Federal Reserve Credibility and the Term Structure
Michigan State University, East Lansing MI
Investigators
Abstract
The award funds research on the relationship between monetary policy and the term structure of interest rates (how interest rates with the length/term of a loan). Understanding this relationship is important for central bankers, who need to understand how their actions affect long-term interest rates and therefore the economy as a whole. Investors also want to understand this relationship, because it is important for making the best possible investment decisions. Previous research has demonstrated that the credibility of a central bank is an important factor in this relationship. If a central bank has no credibility, then its current decisions do not affect investors' expectations about the future and likely future interest rates. Alternative, a bank might have "full commitment", where it chooses a monetary policy rule and does not make any changes in that rule over long time periods. This project defines commitment possibilities between these two options, in which a central bank has the ability to commit to future plans but may sometimes revise these plans.

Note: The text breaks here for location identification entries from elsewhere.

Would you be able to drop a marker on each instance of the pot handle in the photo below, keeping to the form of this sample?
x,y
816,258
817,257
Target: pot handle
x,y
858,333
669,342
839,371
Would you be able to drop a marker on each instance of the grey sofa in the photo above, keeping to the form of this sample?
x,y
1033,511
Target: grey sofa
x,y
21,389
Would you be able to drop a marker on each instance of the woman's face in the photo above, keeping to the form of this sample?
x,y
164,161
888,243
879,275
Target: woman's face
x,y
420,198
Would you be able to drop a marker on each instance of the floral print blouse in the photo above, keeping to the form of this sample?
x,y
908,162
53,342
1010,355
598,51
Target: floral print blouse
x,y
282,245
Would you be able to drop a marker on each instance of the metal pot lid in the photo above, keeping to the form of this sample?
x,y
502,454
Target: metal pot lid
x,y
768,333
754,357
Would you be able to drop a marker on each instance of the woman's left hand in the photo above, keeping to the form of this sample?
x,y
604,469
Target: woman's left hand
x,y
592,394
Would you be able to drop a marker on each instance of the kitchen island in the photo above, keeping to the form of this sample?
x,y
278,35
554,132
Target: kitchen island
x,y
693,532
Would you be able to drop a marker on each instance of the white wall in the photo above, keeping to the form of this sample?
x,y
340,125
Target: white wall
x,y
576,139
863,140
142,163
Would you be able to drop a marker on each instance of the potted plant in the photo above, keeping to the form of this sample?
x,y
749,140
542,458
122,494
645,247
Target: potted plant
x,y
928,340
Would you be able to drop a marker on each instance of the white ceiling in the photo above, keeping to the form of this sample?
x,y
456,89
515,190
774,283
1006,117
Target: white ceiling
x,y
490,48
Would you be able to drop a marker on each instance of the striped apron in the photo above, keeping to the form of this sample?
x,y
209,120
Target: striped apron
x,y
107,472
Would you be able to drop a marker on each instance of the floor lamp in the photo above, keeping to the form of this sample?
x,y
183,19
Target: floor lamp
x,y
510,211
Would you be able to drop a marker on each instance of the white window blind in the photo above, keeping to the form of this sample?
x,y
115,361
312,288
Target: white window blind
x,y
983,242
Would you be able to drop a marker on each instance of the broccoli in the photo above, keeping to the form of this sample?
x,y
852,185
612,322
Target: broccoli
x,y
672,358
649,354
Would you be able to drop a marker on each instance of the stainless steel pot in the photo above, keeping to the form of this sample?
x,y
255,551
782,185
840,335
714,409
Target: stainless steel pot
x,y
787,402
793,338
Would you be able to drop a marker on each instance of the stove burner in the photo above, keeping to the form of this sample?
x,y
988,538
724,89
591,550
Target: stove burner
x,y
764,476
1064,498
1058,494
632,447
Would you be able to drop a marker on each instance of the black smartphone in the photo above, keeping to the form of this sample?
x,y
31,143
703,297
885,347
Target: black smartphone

The research team will use data and a model of the US economy to identify past periods where the Federal Reserve made changes in previous commitments and will then explore how these episodes affected term structures. The results of the project will give policymakers and investors new insight into the pros and cons of central bank commitments. The project considers a general framework of optimal monetary policy where credibility is defined as the ability to commit to previously announced plans; this nests the commonly used cases in the literature of full commitment and no commitment. The definition of credibility is based on the theoretical literature on time-inconsistency and estimated within a fully optimizing model. The estimation framework uses recent Bayesian econometric techniques in the context of regime-switching models which allows the identification of historical episodes where Fed re-optimizations were more likely to have occurred. The project will evaluate the quantitative effects of re-optimization episodes on the term premium.